O'Connor, 30, touts his event-planning experience, including two years running an erstwhile art fair called Hump Day in Southeast Portland's Buckman neighborhood, which he says drew about 1,500 people on Wednesdays from June through October. The Beaverton native knows all too well how wild Last Thursday can get: He attended many as a younger man. Intent on helping reform the event, he also attended FOLT's regular meetings for two years, but stopped because of "leadership problems."

His plan, he says, is better.

O'Connor wants to form groups that would target the well-known "nuisance" concerns, which he says he'd quell by staffing more than 100 volunteers to keep watch over the event.

And O'Connor thinks he can pay the event's steep tab. He plans to draw about half of his revenue from vending fees and sponsorships with Alberta businesses, and says he'll look for sponsorships outside the district.

In contrast with FOLT, which O'Connor said was led by many strong personalities, his group would have one person at the top overseeing representatives of the groups most affected: residents, business owners, and artists.

"We aren't going to be arguing about the things they used to argue about—like the law," he said, including a comic beat for emphasis. "I'm not going to debate facts with the police. This is all pretty straightforward. We know what the laws are. We know what we have to do."

Last month, some nine months after setting out, O'Connor addressed city council for the first time, armed with signatures from 56 Alberta businesses (an additional 68 businesses "abstained" from signing, and two outright oppose the effort). Given his sometimes-chilly dealings with the mayor's staff, he said he was surprised to be greeted warmly by Hales, who told him, "I really appreciate what you're doing."

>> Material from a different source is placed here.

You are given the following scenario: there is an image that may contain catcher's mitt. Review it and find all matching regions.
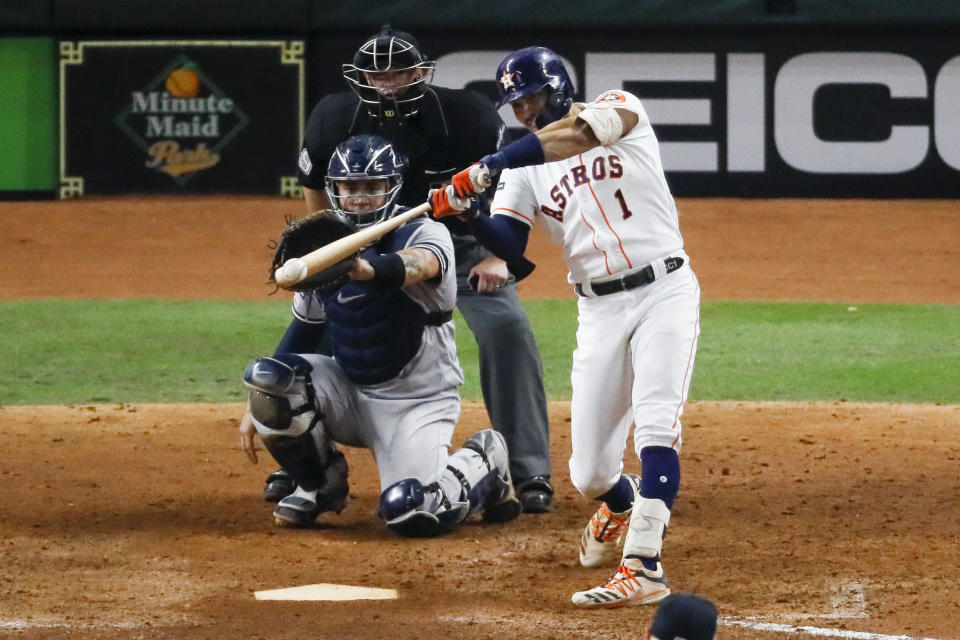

"We've been looking for community-based leadership to manage this event, and for my office to, frankly, work itself out of a job," Hales said at the meeting. "Because [Last Thursday] really shouldn't be managed out of the mayor's office."

There's no sign that's actually going to happen anytime soon.

In March, Hales' office announced further cuts to Last Thursday, an indication city staffers are counting on managing it at least one more summer. The plan now is to scrap the May and September events completely. The move from five months to three should save about 40 percent of the $75,000 to $80,000 the city expected to spend on Last Thursday this year, according to Stover.

The mayor's office isn't alone in its doubts of O'Connor's chances. Maquette Reeverts, Alberta Street artist and former FOLT member, said many others have tried unsuccessfully to win over Hales.

"I think [O'Connor] has a good idea. I'm just not sure he has the wherewithal to do it," she says.

But, as Artists United's long list of signatures shows, O'Connor's winning over many on Alberta.

Yosief Embaye, owner of the jazz club Solae's Lounge at NE 18th and Alberta, says he's seen a lot of O'Connor lately. And he's cautiously buying in to a future that may never come to pass.

"He seems to be doing things," Embaye says. "I just hope what he says will happen, because there's positive things that can come out of Last Thursday."